The Name Game
Can you imagine Mo Williams sinking a game-winning three-pointer for your “Cleveland Towers”? How about watching J.J. Hickson leading your “Cleveland Jays” in scoring, or listening to the sage advice of longtime play-by-play man, Austin Carr – better known as “Mr. Forester”?
Doesn’t quite work, does it?
Just over forty years ago, as part of a contest sponsored by the Plain Dealer, these were three of the five finalists in the search for Cleveland’s first professional basketball team’s new name.
But to borrow a term from today’s vernacular, neither those three nicknames, nor the fourth – (“Presidents”) – had the “swagger” of what eventually became the name of Nick Mileti’s new basketball franchise – the Cleveland Cavaliers.
Back in May of 1970, that masculine moniker was provided by a then-29-year-old district manager named Jerry Tomko, who wrote an essay which, in part, read: “The name Cleveland Cavaliers represents a group of daring fearless men, whose life's pact was never surrender, no matter what the odds.”
(Little did he know that his words would also soon be lyrics in the Wine and Gold’s irrepressible fight song from the same era –“Come On, Cavs.” The tune, penned by local radio personality, Larry Morrow, famously exclaims: “We’ll never surrender/No matter what the odds.”)

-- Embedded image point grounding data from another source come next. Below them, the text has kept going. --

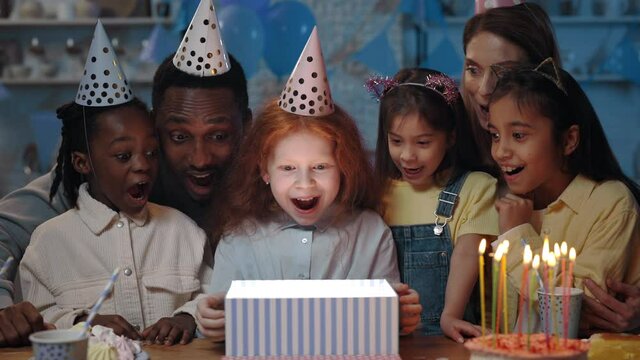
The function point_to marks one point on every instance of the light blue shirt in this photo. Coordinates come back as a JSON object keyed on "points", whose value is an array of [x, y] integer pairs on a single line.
{"points": [[357, 246]]}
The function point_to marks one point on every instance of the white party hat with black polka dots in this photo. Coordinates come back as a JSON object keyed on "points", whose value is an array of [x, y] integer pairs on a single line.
{"points": [[201, 52], [307, 91], [103, 82]]}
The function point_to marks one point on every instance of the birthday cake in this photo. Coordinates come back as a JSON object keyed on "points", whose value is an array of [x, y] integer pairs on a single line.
{"points": [[104, 344], [514, 347]]}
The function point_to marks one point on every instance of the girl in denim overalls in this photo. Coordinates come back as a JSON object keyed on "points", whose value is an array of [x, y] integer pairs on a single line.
{"points": [[432, 203]]}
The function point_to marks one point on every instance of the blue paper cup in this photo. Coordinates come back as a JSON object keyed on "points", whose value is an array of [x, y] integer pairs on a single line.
{"points": [[59, 345], [558, 297]]}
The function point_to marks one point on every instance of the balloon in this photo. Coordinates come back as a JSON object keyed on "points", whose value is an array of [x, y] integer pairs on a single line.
{"points": [[243, 36], [288, 25], [258, 6]]}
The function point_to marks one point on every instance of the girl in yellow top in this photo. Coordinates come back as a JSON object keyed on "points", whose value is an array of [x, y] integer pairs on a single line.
{"points": [[438, 211], [562, 176]]}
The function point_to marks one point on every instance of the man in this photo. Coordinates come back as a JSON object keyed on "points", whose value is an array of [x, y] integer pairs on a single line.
{"points": [[200, 121]]}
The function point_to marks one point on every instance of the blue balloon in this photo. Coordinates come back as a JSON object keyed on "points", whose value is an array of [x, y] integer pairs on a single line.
{"points": [[288, 25], [243, 36], [258, 6]]}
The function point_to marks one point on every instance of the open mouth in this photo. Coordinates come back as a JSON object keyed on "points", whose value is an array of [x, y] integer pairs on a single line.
{"points": [[139, 191], [204, 180], [512, 170], [305, 204]]}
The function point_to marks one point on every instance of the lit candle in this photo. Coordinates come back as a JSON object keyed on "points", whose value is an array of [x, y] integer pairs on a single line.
{"points": [[494, 297], [565, 291], [545, 256], [503, 273], [572, 261], [563, 252], [481, 249], [552, 289], [534, 273], [526, 260]]}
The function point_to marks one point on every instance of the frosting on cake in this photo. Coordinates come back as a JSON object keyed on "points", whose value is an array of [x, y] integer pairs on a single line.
{"points": [[514, 346]]}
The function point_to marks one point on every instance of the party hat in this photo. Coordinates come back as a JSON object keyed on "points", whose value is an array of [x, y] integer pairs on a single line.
{"points": [[307, 92], [484, 5], [103, 82], [201, 52]]}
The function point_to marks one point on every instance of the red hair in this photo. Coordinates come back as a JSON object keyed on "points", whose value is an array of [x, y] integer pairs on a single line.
{"points": [[250, 198]]}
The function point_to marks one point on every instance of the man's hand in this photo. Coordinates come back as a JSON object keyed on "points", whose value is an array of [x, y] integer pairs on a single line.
{"points": [[170, 330], [410, 308], [18, 321], [210, 316], [119, 325], [606, 312]]}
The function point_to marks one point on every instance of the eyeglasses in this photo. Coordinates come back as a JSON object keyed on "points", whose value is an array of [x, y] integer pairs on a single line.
{"points": [[547, 69]]}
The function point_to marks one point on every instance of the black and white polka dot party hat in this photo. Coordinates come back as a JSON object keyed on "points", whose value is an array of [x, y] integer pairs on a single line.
{"points": [[307, 91], [201, 52], [103, 82]]}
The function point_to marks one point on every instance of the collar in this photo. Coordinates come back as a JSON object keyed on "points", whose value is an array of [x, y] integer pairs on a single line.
{"points": [[286, 222], [98, 216], [578, 191]]}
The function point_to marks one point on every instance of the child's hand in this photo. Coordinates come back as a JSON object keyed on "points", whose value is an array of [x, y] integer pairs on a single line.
{"points": [[513, 210], [457, 329], [410, 308], [170, 330], [210, 316], [119, 325]]}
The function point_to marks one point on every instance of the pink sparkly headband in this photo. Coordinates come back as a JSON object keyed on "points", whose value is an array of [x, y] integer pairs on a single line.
{"points": [[378, 86]]}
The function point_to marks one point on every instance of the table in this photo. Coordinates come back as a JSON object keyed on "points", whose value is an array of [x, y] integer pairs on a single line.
{"points": [[412, 347]]}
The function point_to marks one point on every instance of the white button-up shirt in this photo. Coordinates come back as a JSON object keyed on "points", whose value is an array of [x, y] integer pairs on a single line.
{"points": [[164, 256]]}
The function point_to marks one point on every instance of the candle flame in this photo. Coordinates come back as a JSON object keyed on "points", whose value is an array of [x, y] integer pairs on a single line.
{"points": [[551, 261], [536, 262], [528, 254], [482, 247], [498, 255]]}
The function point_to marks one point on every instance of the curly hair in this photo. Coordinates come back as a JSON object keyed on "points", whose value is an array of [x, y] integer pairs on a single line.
{"points": [[249, 198]]}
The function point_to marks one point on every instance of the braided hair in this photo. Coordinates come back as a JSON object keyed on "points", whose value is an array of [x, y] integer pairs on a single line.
{"points": [[75, 137]]}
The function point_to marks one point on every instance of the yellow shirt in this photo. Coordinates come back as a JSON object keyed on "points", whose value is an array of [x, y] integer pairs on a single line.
{"points": [[474, 213], [600, 220]]}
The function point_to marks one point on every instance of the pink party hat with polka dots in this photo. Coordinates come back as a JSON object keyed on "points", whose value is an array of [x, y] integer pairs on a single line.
{"points": [[307, 91], [201, 52], [484, 5], [103, 82]]}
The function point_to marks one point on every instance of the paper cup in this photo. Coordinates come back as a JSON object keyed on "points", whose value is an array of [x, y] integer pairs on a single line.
{"points": [[545, 308], [59, 345]]}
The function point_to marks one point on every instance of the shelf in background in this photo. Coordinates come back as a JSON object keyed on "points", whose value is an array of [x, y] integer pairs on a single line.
{"points": [[142, 21], [60, 82], [569, 20]]}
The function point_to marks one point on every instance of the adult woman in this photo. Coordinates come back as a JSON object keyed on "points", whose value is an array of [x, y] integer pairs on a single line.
{"points": [[517, 34], [514, 34]]}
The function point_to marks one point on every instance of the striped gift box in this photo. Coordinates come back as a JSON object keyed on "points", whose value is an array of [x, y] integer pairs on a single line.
{"points": [[311, 317]]}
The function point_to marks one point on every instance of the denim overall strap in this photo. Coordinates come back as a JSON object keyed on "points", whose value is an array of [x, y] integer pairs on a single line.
{"points": [[424, 259], [446, 203]]}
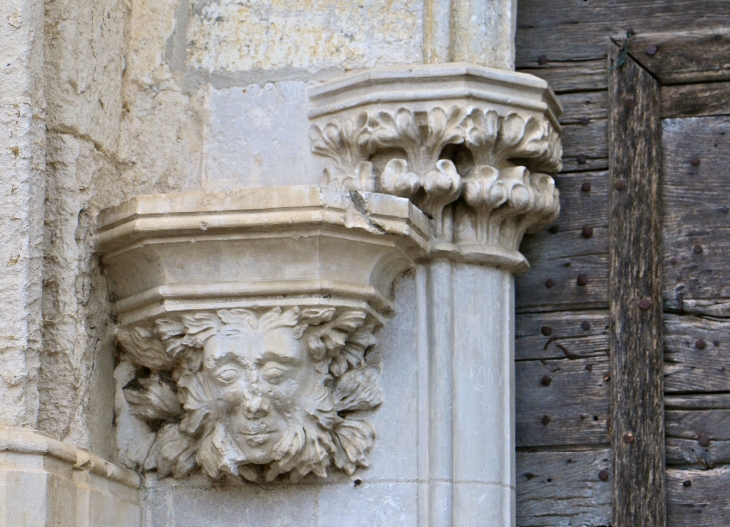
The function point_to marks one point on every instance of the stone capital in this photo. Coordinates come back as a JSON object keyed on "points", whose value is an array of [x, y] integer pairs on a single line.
{"points": [[251, 314]]}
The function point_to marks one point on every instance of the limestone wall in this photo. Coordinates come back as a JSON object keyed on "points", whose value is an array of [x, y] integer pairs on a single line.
{"points": [[104, 100]]}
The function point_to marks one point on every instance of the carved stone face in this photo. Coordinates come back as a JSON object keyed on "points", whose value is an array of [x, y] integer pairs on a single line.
{"points": [[259, 382], [259, 394]]}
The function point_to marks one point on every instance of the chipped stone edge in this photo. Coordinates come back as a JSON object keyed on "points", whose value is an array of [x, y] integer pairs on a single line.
{"points": [[29, 441]]}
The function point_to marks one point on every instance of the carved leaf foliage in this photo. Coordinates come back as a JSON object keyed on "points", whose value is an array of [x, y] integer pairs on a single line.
{"points": [[172, 453], [195, 433], [145, 348], [353, 353], [198, 402], [422, 135], [348, 144], [303, 451], [358, 390], [398, 180], [152, 399], [328, 339], [217, 453], [354, 439], [441, 187], [493, 139]]}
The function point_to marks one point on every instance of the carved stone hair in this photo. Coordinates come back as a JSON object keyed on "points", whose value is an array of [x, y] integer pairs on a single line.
{"points": [[189, 434]]}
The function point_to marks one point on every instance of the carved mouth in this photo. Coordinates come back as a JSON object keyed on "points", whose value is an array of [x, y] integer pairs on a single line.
{"points": [[257, 438]]}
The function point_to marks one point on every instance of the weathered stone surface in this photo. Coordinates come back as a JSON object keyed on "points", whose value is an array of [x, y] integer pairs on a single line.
{"points": [[240, 36], [45, 482], [276, 155], [163, 97], [22, 140]]}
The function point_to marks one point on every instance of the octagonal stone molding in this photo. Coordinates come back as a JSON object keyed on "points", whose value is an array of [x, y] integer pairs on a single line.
{"points": [[251, 313], [472, 147]]}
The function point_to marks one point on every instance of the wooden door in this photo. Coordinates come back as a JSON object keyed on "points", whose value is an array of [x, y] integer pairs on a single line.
{"points": [[623, 383]]}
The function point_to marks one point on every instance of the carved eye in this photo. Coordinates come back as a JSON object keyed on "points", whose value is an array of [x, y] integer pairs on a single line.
{"points": [[274, 372], [228, 375]]}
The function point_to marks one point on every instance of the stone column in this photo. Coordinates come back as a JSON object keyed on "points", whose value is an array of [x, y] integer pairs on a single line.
{"points": [[471, 31], [22, 164], [470, 147], [466, 416]]}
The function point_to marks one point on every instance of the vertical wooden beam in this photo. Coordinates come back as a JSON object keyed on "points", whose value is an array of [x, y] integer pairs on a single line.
{"points": [[635, 289]]}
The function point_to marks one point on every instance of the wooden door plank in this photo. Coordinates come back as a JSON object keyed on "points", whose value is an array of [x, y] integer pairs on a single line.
{"points": [[696, 233], [555, 489], [637, 392], [696, 100], [576, 30], [684, 57], [562, 402]]}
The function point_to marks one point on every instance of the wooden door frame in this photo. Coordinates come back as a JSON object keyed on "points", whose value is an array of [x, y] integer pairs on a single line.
{"points": [[639, 67]]}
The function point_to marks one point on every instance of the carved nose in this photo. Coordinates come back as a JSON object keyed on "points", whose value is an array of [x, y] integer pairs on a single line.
{"points": [[254, 405]]}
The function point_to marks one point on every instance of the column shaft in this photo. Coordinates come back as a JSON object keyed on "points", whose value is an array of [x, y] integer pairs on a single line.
{"points": [[466, 348]]}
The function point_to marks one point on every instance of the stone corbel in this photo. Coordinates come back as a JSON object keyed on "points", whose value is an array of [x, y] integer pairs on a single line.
{"points": [[251, 315]]}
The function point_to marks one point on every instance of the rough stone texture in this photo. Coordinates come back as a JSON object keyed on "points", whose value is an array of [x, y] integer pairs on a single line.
{"points": [[484, 32], [22, 149], [235, 35], [76, 398], [162, 97], [84, 69], [21, 180], [162, 124]]}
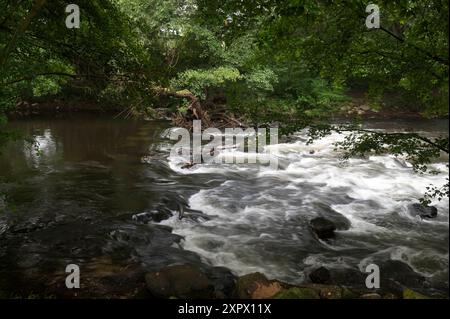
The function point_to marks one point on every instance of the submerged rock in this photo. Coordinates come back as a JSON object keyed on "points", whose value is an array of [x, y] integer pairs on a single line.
{"points": [[297, 293], [154, 216], [396, 274], [411, 294], [372, 295], [424, 211], [323, 227], [256, 286], [180, 281], [320, 276]]}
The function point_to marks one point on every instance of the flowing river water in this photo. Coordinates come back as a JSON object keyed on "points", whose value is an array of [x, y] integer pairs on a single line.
{"points": [[105, 194]]}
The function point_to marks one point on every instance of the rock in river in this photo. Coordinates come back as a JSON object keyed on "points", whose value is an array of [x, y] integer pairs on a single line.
{"points": [[190, 282], [320, 275], [424, 211], [323, 227]]}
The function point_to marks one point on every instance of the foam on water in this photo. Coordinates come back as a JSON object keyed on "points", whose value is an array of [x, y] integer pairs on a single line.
{"points": [[259, 217]]}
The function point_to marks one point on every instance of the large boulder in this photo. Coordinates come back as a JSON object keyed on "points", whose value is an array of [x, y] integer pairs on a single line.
{"points": [[424, 211], [180, 281], [396, 274], [256, 286], [320, 275], [297, 293], [322, 227], [411, 294]]}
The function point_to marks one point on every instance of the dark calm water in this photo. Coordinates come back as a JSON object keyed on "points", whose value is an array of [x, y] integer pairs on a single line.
{"points": [[70, 187]]}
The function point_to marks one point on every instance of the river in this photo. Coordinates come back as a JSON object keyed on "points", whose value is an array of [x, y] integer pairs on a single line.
{"points": [[72, 189]]}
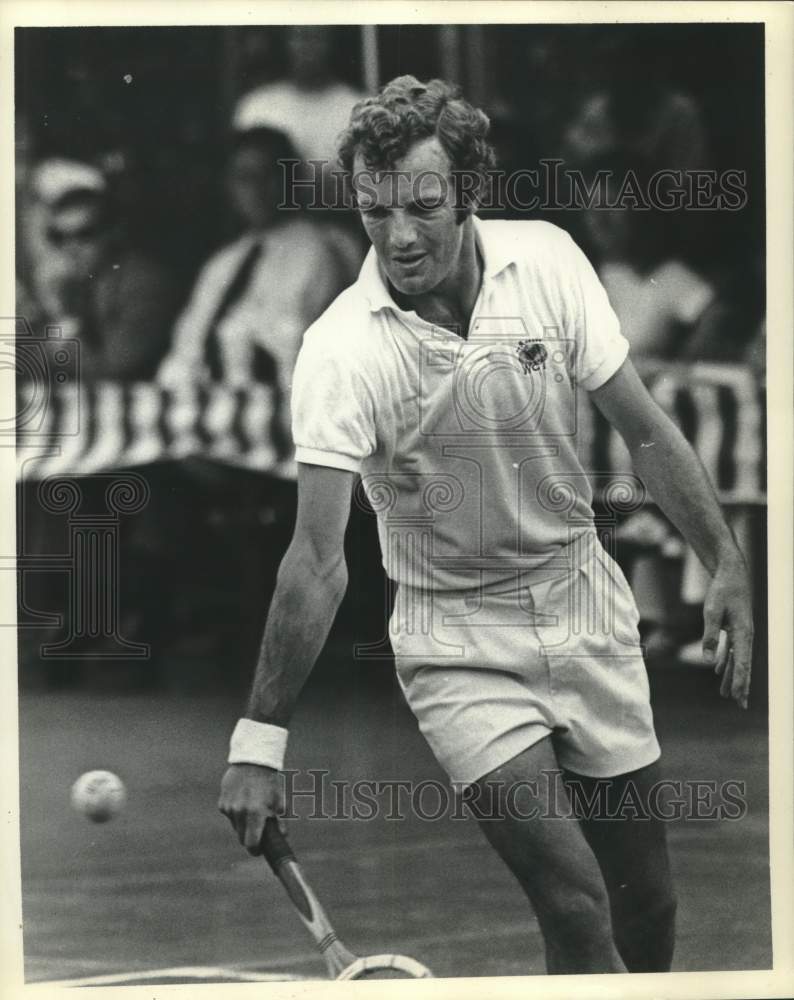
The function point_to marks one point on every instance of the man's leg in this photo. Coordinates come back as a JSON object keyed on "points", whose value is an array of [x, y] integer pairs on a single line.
{"points": [[632, 855], [551, 859]]}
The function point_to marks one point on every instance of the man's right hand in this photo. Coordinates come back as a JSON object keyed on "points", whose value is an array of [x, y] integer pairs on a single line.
{"points": [[249, 794]]}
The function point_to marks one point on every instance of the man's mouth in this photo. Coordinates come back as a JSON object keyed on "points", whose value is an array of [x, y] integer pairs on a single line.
{"points": [[410, 260]]}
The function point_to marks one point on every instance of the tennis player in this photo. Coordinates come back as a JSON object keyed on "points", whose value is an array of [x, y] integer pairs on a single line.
{"points": [[447, 378]]}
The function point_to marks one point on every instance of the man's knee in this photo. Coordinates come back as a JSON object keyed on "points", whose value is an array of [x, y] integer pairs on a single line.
{"points": [[576, 914], [647, 906]]}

Now retired and living in San Diego, Tomko – the father of veteran major league pitcher, Brett Tomko – keeps the winning essay from the PD in a safe box at his home.
“Actually I wrote it in about 20 minutes,” laughed Tomko. “I went to pick my wife (Donna) up and I heard about the contest on the radio. There was a napkin and a pen sitting in the car and I wrote it. Then, when I picked my wife up, I asked her to proofread it.”
(“She still corrects me if I say a word wrong,” joked the grandfather of two. “After 42 years, I guess that’s one of her jobs.”)
Tomko said he felt like “Cavaliers” had a chance when he heard the other four finalists.
“They picked five names and they had a vote on it. When the five names appeared – the other four didn’t sound that good. The odds seemed to be getting better, but it wasn’t a sure thing.”
Nearly 6,000 fans voted on the team’s new name, and over a third preferred the alliterative “Cleveland Cavaliers” – who would soon be tipping off their inaugural campaign at the Cleveland Arena.
After being selected as the winner, Tomko received a pair of season tickets for the Cavs maiden voyage in 1970, but not the autographed basketball he was promised by Mileti at the time.
But the current Cavaliers kept the organization’s original word – sending Tomko a basketball signed by the 2009-10 squad, along with a commemorative plaque.
Now, more than four decades later, the Cleveland Cavaliers are one of the most famous franchises in all of sports. Over those years, they’ve represented the gallant, swashbuckling image envisioned by Tomko quite well. And although the Eastlake native is 2400 miles and two time zones away – (not to mention living in Laker Country) – he remains a fan of the club whose name he coined.
“I’m not one of those jump-off-the-bandwagon, who’s-in-first-place type of guys,” said Tomko. “I have two sons, and one is a Lakers fan. So there’s a lot of ribbing going on back and forth.”
This year, the Wine and Gold return to a classic expression of their original look and colors. It’s been a magnificent four decades and although the franchise has changed uniforms, buildings, owners, players and coaches, two things haven’t changed from the day Jerry Tomko wrote an essay on a napkin: They’re still the Cleveland Cavaliers and they still don’t surrender, no matter what the odds.